Il fatturato del Gruppo si attesta a 30.252 milioni di euro, con un aumento del 9,5% rispetto al primo semestre 2025. A tassi di cambio costanti, esso è aumentato del 10,3%.

Il fatturato del Ramo Auto ammonta a 26.806 milioni di euro, in crescita del 9,3% rispetto al primo semestre 2025. Questo risultato comprende un effetto cambio negativo pari a -0,9 punti, principalmente dovuto alla svalutazione della Lira turca, della sterlina e del Peso argentino. A tassi di cambio costanti, è aumentato del 10,2%, soprattutto a causa dei seguenti fattori: il calo dello 0,4% delle immatricolazioni è stato compensato dalla modesta riduzione degli stock della rete dei concessionari indipendenti nel primo semestre 2026 rispetto al primo semestre 2025. Al 30 giugno 2026, gli stock complessivi dei veicoli nuovi si attestano a 546.000 veicoli, di cui 430.000 dei concessionari indipendenti e 116.000 del Gruppo. Questo livello di stock consentirà al Gruppo di gestire le operazioni con fluidità nel secondo semestre, tradizionalmente più forte in termini di immatricolazioni. Renault Group prevede stock complessivi a fine 2026 inferiori rispetto a fine giugno 2026; effetto vendite ai partner fortemente positivo per +5,9 punti.

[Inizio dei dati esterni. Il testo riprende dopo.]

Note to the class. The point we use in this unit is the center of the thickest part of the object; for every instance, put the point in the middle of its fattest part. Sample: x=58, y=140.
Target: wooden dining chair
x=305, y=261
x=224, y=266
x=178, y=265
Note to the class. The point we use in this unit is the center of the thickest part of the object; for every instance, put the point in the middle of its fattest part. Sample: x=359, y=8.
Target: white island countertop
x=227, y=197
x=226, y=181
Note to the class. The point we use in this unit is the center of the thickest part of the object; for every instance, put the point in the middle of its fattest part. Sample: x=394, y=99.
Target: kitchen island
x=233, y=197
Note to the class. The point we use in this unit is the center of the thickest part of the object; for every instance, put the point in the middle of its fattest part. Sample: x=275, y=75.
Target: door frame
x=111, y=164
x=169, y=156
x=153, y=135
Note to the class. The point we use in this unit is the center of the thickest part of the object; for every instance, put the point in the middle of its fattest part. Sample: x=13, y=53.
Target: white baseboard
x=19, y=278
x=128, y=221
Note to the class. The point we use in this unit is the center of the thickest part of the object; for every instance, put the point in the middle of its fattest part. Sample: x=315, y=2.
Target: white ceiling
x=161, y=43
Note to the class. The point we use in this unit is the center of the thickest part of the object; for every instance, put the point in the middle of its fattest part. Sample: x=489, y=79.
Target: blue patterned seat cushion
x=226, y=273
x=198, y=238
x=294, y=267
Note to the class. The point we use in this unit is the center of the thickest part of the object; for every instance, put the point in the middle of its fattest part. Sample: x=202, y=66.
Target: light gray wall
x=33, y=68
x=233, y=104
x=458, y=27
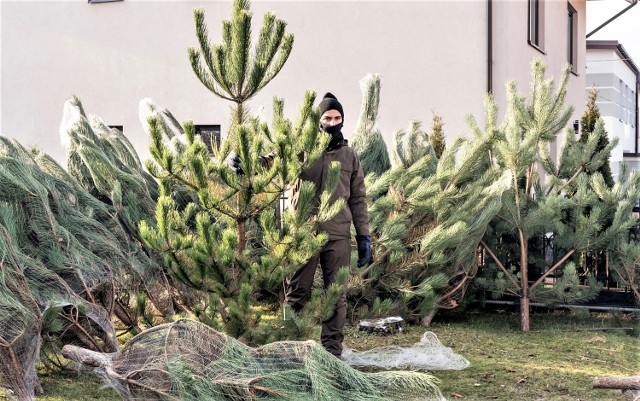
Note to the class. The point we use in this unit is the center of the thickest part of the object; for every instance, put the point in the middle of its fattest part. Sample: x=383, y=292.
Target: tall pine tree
x=565, y=202
x=234, y=71
x=217, y=228
x=427, y=217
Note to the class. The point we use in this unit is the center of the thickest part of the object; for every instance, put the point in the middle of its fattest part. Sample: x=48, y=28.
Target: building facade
x=613, y=72
x=433, y=56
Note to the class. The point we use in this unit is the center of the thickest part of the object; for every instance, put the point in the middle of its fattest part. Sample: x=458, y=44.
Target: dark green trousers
x=334, y=255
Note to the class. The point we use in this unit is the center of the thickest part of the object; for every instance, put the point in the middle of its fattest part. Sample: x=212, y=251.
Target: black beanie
x=329, y=102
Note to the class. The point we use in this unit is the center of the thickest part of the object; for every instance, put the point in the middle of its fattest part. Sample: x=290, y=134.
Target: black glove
x=233, y=160
x=364, y=249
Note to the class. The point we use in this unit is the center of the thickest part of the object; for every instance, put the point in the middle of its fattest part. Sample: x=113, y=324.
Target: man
x=336, y=253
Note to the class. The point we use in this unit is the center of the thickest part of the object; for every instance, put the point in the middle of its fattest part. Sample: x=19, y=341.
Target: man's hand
x=364, y=249
x=233, y=160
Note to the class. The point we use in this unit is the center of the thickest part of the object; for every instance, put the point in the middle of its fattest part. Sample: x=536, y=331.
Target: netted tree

Quest’andamento è dovuto soprattutto ai buoni risultati dei programmi condotti con i partner. Comprende anche i cambiamenti di perimetro: integrazione di RNAIPL nel perimetro di consolidamento dal 1° agosto 2025, per circa 380 milioni di euro; potenziamento della distribuzione dei veicoli di Geely in Brasile. La produzione locale da parte della joint-venture Renault do Brasil dovrebbe cominciare in estate; Solido effetto mix prodotto per +3,2 punti, imputabile in particolare al successo dei veicoli elettrici, alla fase di transizione tra Clio V e Clio VI e, in una certa misura, a Master. L’effetto positivo continuerà nel prossimo semestre; Effetto prezzi positivo per 0,9 punti, con aumenti dei prezzi sui mercati internazionali per compensare i tassi di cambio che sono stati in parte controbilanciati dalla pressione sui prezzi in Europa, che dovrebbe continuare per tutto l’anno; Effetto mix geografico negativo per -0,7 punti, essenzialmente dovuto alla crescita delle vendite sui mercati internazionali, soprattutto in India e Turchia; Effetto “Altro” positivo per +0,7 punti, dovuto soprattutto al calo delle vendite con impegno di riacquisto dai noleggiatori a breve termine.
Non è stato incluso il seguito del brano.